Queen Mother credited for triumph of Thai silk
Fashion designer Ek Thongpraset ably demonstrated the enduring vision of Her Majesty Queen Sirikit, the Queen Mother, in preserving and promoting traditional Thai silk in a spectacular show of gorgeous apparel at Bangkok’s Iconsiam last week.
The three catwalk shows Ek presented were part of the “Thai Treasures” exhibition mounted in a birthday tribute to the Queen Mother by the Culture Ministry, Thai Rice Foundation under royal patronage and rice brand Tra Chat.
Professional models wore eight traditional costumes, eight outfits representing the four regions and 16 contemporary ensembles, all featuring high-quality silk and exquisite patterns full of sumptuous lines and geometric shapes.
Accentuating the glitz and glamour were jewellery accessories from Beauty Gems Ltd.
Deputy Prime Minister Wissanu Krea-ngam, who officially opened the exhibition continuing through Monday (August 12), stayed for the fashion shows.
Others in attendance included Culture Minister Itthiphol Kunplome, Kitsayapong Siri, Pasinee Limatibul and Sumeth Laomoraphorn, Kleddao Panichsamai, MR Chantraladda Yukol, Prakarn Raiva, Natakorn-Natprapa Choonhavan, Pattamawadee Senanarong, Praewpreya Jumsai na Ayudhya, Jarospan Svasti Na Ayudhya and Pimdao Panichsamai.
On display in the exhibition is the costume dubbed “Sivalai Thai”, made in Lamphun by Japanese architect Kenko Kuma over the course of five months and at a cost topping Bt500,000.
Kuma is famous for his ability to incorporate natural components into cultural treasures, and he used natural materials compatible with the Thai way of life in a stage design for “Sivalai Thai” featuring rice terraces.
“Thai silk and handicraft are well known overseas,” Itthiphol noted. “Through her overseas trips, the Queen Mother was instrumental in promoting their recognition.

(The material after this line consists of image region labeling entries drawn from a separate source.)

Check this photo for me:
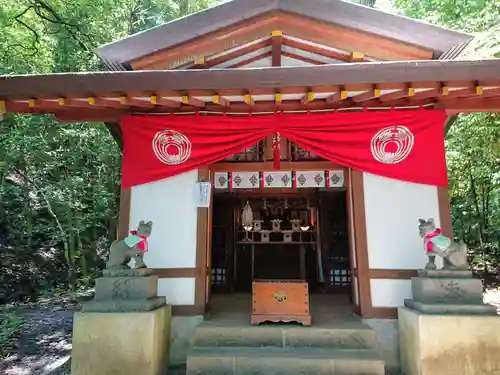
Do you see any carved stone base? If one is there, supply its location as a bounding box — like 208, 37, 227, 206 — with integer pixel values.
411, 277, 483, 304
82, 297, 167, 312
251, 314, 311, 326
102, 267, 153, 277
398, 307, 500, 375
417, 269, 472, 278
95, 276, 158, 300
71, 306, 171, 375
82, 269, 166, 312
404, 299, 497, 315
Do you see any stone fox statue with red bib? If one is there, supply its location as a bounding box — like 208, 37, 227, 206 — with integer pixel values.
418, 219, 469, 270
106, 221, 153, 269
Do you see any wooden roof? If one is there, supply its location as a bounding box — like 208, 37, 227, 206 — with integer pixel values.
96, 0, 472, 70
0, 59, 500, 121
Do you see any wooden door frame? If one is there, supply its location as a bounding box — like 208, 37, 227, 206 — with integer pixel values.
199, 161, 360, 313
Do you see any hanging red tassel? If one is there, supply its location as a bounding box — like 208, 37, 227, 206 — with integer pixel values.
273, 133, 281, 169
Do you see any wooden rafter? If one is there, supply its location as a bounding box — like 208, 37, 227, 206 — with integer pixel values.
227, 51, 272, 69
181, 95, 205, 108
212, 95, 231, 107
131, 12, 432, 70
149, 95, 181, 108
271, 30, 283, 66
351, 86, 380, 103
190, 39, 271, 68
283, 36, 350, 61
282, 51, 326, 65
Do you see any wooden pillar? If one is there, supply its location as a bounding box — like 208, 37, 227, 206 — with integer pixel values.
437, 187, 453, 238
194, 167, 211, 312
271, 31, 283, 66
117, 188, 132, 240
350, 170, 372, 318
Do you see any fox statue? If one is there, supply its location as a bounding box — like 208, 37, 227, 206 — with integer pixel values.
106, 220, 153, 269
418, 219, 469, 270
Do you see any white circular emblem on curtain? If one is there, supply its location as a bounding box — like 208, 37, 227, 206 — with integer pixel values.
371, 125, 415, 164
153, 130, 191, 165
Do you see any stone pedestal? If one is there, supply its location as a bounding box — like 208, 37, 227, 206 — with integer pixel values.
71, 306, 171, 375
398, 271, 500, 375
71, 268, 171, 375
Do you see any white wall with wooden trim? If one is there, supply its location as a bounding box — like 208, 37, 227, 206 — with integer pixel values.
363, 173, 441, 307
129, 170, 198, 305
370, 279, 412, 307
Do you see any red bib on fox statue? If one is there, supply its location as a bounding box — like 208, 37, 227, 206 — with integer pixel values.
121, 109, 448, 188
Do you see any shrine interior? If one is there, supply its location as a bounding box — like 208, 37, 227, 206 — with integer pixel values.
209, 189, 352, 313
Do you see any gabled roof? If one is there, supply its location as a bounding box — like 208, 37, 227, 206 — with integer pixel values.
96, 0, 473, 70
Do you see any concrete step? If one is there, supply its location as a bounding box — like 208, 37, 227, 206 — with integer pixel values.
187, 347, 385, 375
194, 321, 376, 349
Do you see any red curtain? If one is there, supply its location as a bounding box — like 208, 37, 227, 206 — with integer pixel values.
121, 109, 448, 187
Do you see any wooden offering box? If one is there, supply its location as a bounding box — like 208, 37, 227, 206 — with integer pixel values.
252, 280, 311, 326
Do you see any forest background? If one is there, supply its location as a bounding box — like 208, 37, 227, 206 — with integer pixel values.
0, 0, 500, 352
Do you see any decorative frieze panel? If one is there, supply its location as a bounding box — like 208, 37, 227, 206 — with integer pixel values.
214, 170, 345, 189
263, 171, 293, 188
294, 171, 326, 188
326, 170, 345, 188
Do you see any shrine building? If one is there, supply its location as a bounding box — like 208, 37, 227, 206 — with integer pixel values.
0, 0, 500, 374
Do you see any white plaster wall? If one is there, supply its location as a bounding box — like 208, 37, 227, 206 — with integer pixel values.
129, 170, 198, 305
370, 279, 412, 307
363, 173, 439, 269
158, 277, 196, 305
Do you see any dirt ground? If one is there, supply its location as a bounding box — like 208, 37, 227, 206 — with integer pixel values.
0, 288, 500, 375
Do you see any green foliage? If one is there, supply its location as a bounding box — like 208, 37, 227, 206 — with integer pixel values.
0, 0, 214, 303
0, 311, 24, 358
395, 0, 500, 271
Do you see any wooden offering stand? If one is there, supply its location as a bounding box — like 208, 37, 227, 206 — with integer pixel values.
251, 280, 311, 326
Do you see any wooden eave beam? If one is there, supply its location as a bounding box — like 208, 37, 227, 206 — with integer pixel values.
349, 52, 365, 62
149, 95, 181, 108
378, 85, 415, 103
325, 88, 348, 104
271, 30, 283, 66
439, 97, 500, 115
243, 94, 255, 107
212, 95, 231, 107
5, 95, 500, 122
282, 51, 327, 65
227, 52, 272, 69
300, 90, 314, 105
199, 39, 271, 68
120, 96, 155, 108
181, 95, 206, 108
191, 56, 208, 69
351, 86, 380, 103
283, 36, 356, 62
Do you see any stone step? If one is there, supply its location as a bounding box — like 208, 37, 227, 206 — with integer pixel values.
194, 321, 377, 349
187, 347, 385, 375
404, 299, 497, 315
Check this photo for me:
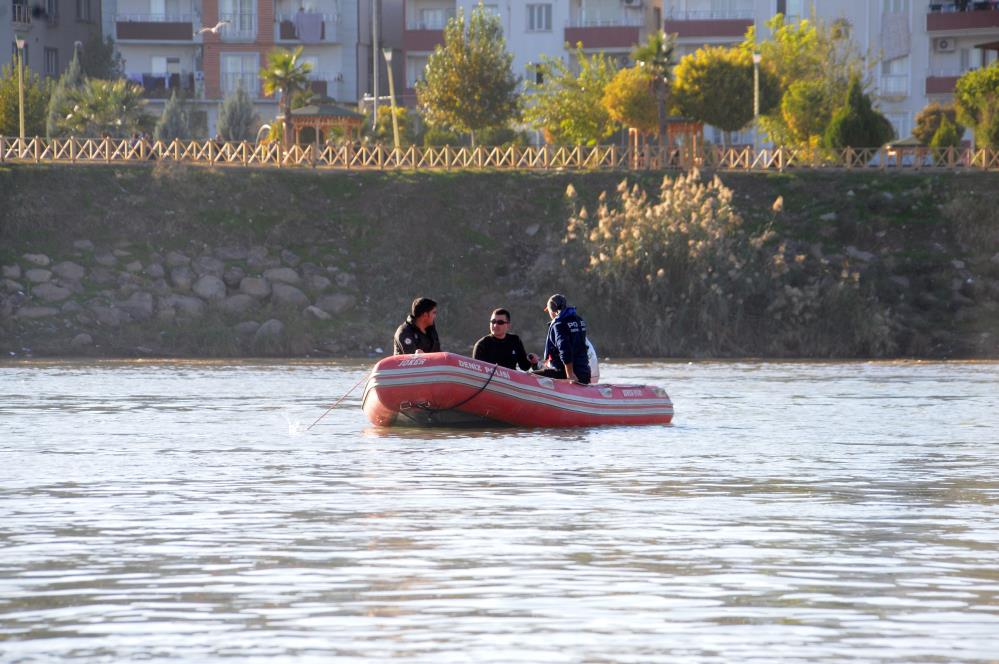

She managed to make the process of silk production sustainable from start to finish and to generate more income for the craftspeople.
“In recognition of her contribution, the ministry invites people to wear Thai silk clothing.”
Tra Chat has numerous types of rice on view and on sale in cooperation with the Department of Rice, including Jasmine Rice 105, Kor Kaw 43, Brown, Na Prung, Pathum Thani, Kam Payao (black sticky rice), Puen Kama and Sangyod.
Five silk-producing communities – Baan Krua Nua Bangkok, Khuntham Wat Somsri Baan Siew Noi Chaiyaphum, Thor Pha Mai Baan Kon Kha Khon Kaen, Huaysai Suksawad Lamphun and Baan Tha Krajai Surat Thani – are presenting demonstrations.
An exhibition on the life and times of the Queen Mother occupies the mall’s Ratchada Hall.
Other activities include a demonstration of how Thai silk was traditionally stored, a talk by Benja Paki Fabric, a demonstration of Zin Bua embroidery techniques, and celebrity chefs cooking with Tra Chat rice.